Teachers and learners from 21 schools along the Bakwena N1N4 route are learning about environmental conservation, thanks to a partnership between the Bakwena Platinum Corridor Concessionaire, the Wildlife and Environment Society of South Africa (WESSA) Eco-Schools programme and the Endangered Wildlife Trust.
Bakwena, which operates the N1N4 freeway, has supported WESSA’s Eco-Schools Programme for six consecutive years. In addition to raising awareness around environmental issues, the programme provides learners with valuable knowledge and skills about gardening and recycling.
Bakwena public relations manager, Charmaine van Wyk, says Bakwena began supporting the Eco-Schools Programme in 2013 at five previously disadvantaged schools in Hammanskraal on the N1 route.
“The programme was so successful that in 2015 the project expanded to include another five schools in Hammanskraal, and in 2017 we took the programme to an additional 11 schools along the N4 route in Moedwil, Swartruggens, Groot Marico and Zeerust,” she explains.
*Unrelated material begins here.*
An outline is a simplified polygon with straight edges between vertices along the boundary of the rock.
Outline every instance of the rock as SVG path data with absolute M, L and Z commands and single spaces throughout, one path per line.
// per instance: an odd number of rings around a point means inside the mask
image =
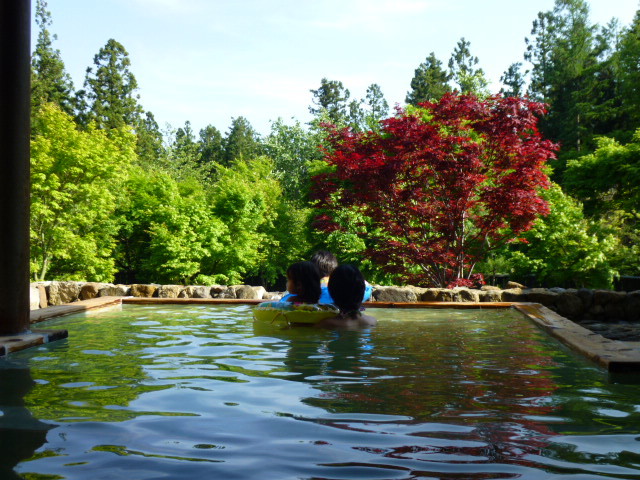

Through the programme, teachers, learners, community members and partner organisations undertake various projects aimed at improving environmental management at their schools. Some of these projects include saving electricity and water, recycling waste and developing food gardens.
Van Wyk says the schools are provided with materials and advice to assist them in running their projects successfully. “The schools work towards achieving established goals every year. This ultimately qualifies them for an Eco-Schools Flag, which has become an internationally recognised symbol of excellence.
“We feel proud of the commitment, enthusiasm and success demonstrated by the schools participating in the Eco Schools programme. We believe widespread education is vital to addressing issues around climate change, land degradation and the loss of biodiversity.
“By partnering with WESSA’s Eco-Schools programme, we believe we can make significant inroads towards promoting responsible environmental behaviour and sustainable living along our routes,” concludes van Wyk.